In Woodinville stands a Tuscan-like villa amid acreage that’s as much a living classroom as it is a working farm. Founded in 2006 by Gretchen Garth, an advocate of sustainable agriculture and living systems, 21 Acres sought to be a community resource center for agronomy, culinary education, and a working example of best practices for overall sustainability. The production acreage is organic-certified; water conservation is maintained through an on-site treatment system; and for all its rustic charm, the bucolic-looking 21 Acres Center is a supercharged structure of sustainability with its LEED Platinum certification from the U.S. Building Council.
That’s just what visitors aren’t likely to notice when they visit. What brings people to 21 Acres is the year-round Farm Market selling seasonal produce, fresh-made food, and specialty ingredients from local makers. The kitchen area of the Center is abuzz with two to three classes a week, teaching people how to make the most of what’s in season. Foraging classes take groups beyond the farm, with mycologists teaching how to find wild mushrooms, and venturing as far as seaside shores to harvest edible seaweed. Elegant multi course dinners are held throughout the year, featuring seasonal ingredients with an aspect of storytelling — last fall had a celebration of salmon, sourcing from native recipes and methods of preparation, with culinary and cultural experts on hand to explain the history and relationship of the Pacific Northwest’s bounty and its people.
A unique team of skilled individuals maintains the busy schedule, including farmers, engineers, and chefs. One of these people is Amanda Bullat, M.S., R.D.N., C.D., who, much like 21 Acres itself, works across multiple proficiencies. Along with being an educator and owning her own practice as a nutritionist, Bullat is 21 Acres’ Sustainable Food and Nutrition Education Coordinator.
She works with the farmers, familiarizing herself with what’s in season, and in constant discussion with the culinary team to source produce for classes, whose recipes adhere to the impressive standard of 90 percent local ingredients. On hand for all the classes, Bullat’s most likely to field questions like, “How do I learn to eat better?”

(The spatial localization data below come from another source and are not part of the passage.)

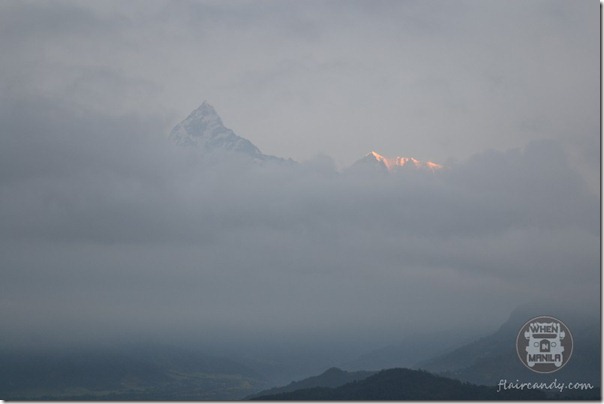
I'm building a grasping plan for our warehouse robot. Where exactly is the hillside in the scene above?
[250,368,547,400]
[248,368,375,399]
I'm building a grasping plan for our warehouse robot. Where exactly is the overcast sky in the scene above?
[0,0,600,358]
[0,0,599,172]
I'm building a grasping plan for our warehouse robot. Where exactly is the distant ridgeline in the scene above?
[253,369,556,401]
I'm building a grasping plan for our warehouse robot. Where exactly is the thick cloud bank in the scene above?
[0,100,600,352]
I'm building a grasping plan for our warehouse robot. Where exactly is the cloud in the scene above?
[0,94,599,354]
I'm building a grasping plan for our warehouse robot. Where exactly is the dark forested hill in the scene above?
[248,368,376,398]
[250,369,547,400]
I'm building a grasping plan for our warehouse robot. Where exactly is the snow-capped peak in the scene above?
[358,151,443,172]
[169,101,290,163]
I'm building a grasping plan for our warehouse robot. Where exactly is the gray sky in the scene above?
[0,0,600,356]
[0,0,599,172]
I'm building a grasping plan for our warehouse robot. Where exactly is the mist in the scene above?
[0,95,600,360]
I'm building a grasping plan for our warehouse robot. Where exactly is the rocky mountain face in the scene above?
[169,101,443,173]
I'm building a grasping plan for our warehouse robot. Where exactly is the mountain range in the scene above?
[169,101,443,172]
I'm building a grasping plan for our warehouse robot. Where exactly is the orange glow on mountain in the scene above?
[369,151,443,172]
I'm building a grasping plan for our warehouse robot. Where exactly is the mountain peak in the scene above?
[355,151,443,172]
[169,101,291,163]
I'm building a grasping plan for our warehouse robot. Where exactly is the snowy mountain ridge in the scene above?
[169,101,443,173]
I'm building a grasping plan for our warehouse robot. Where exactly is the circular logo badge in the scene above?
[516,316,573,373]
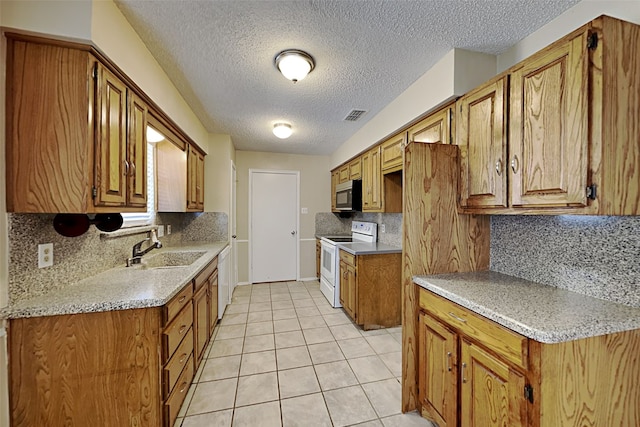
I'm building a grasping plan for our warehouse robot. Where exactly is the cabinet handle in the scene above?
[511,156,520,173]
[449,312,467,323]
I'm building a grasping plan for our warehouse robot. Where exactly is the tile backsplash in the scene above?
[491,215,640,307]
[8,212,228,304]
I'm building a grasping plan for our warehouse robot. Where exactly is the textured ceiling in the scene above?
[115,0,578,155]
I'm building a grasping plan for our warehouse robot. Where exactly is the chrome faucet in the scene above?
[127,230,162,267]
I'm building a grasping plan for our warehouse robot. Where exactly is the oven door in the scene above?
[320,240,337,287]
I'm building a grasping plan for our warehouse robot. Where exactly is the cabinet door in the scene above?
[509,32,589,207]
[460,340,527,427]
[127,93,149,208]
[407,107,453,144]
[209,269,218,337]
[380,132,407,173]
[418,313,458,427]
[94,64,129,207]
[456,77,507,211]
[331,169,340,212]
[338,165,349,184]
[187,145,198,210]
[349,157,362,179]
[196,152,204,211]
[362,146,383,212]
[193,283,209,369]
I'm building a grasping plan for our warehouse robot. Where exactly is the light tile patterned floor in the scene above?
[175,282,432,427]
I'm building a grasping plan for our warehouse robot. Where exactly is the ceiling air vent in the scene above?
[344,110,366,122]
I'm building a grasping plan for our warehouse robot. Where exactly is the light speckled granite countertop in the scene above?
[338,242,402,255]
[413,271,640,343]
[0,242,228,319]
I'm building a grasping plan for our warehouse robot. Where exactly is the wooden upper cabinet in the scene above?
[380,132,407,173]
[331,169,340,212]
[407,106,454,144]
[509,31,589,207]
[362,145,384,212]
[456,76,507,211]
[338,165,349,184]
[127,93,149,208]
[95,63,130,207]
[6,34,95,213]
[349,157,362,179]
[187,144,204,212]
[6,34,148,213]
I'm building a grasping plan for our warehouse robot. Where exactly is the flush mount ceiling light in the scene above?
[273,123,293,139]
[276,49,316,83]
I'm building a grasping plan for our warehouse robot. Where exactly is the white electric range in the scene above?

Perfectly suited to 21 Acres’ mission of education, she is engaging and approachable. She’s the first to admit she can’t keep a houseplant alive, but that shouldn’t prevent anyone from seeing the bigger picture. “Working on the farm, I have that much more respect for the food that comes from a farmers market,” she explains. “Even if growing your own food isn’t your thing or you don’t have the space for it, you can still be a part of that by participating in a farmers market.”
Motivation is a crucial step in being more in touch with food, and Bullat credits the hands-on approach of 21 Acres’ cooking and gardening programs. “To really get that hands-on experience, if somebody is a very tactile learner, just going and volunteering on the farm is awesome, “ she says.
For many, the concept of making a meal feels daunting, but cooking classes easily dispel concerns. “We have our youth cooking series, Cultivating Cooks, and we’ve also done an adult version of that — seeing people come back each week, they’re going, “Oh my gosh; I can do this!’ Embracing that engagement, they feel like there’s a community here for them to participate in a local food movement.”
Bullat describes parents who exclaim that prior to taking a class, “Oh my gosh; this kid wouldn’t eat a vegetable to save their life!’ And now they’re eating an entire plate of kale salad they just made.”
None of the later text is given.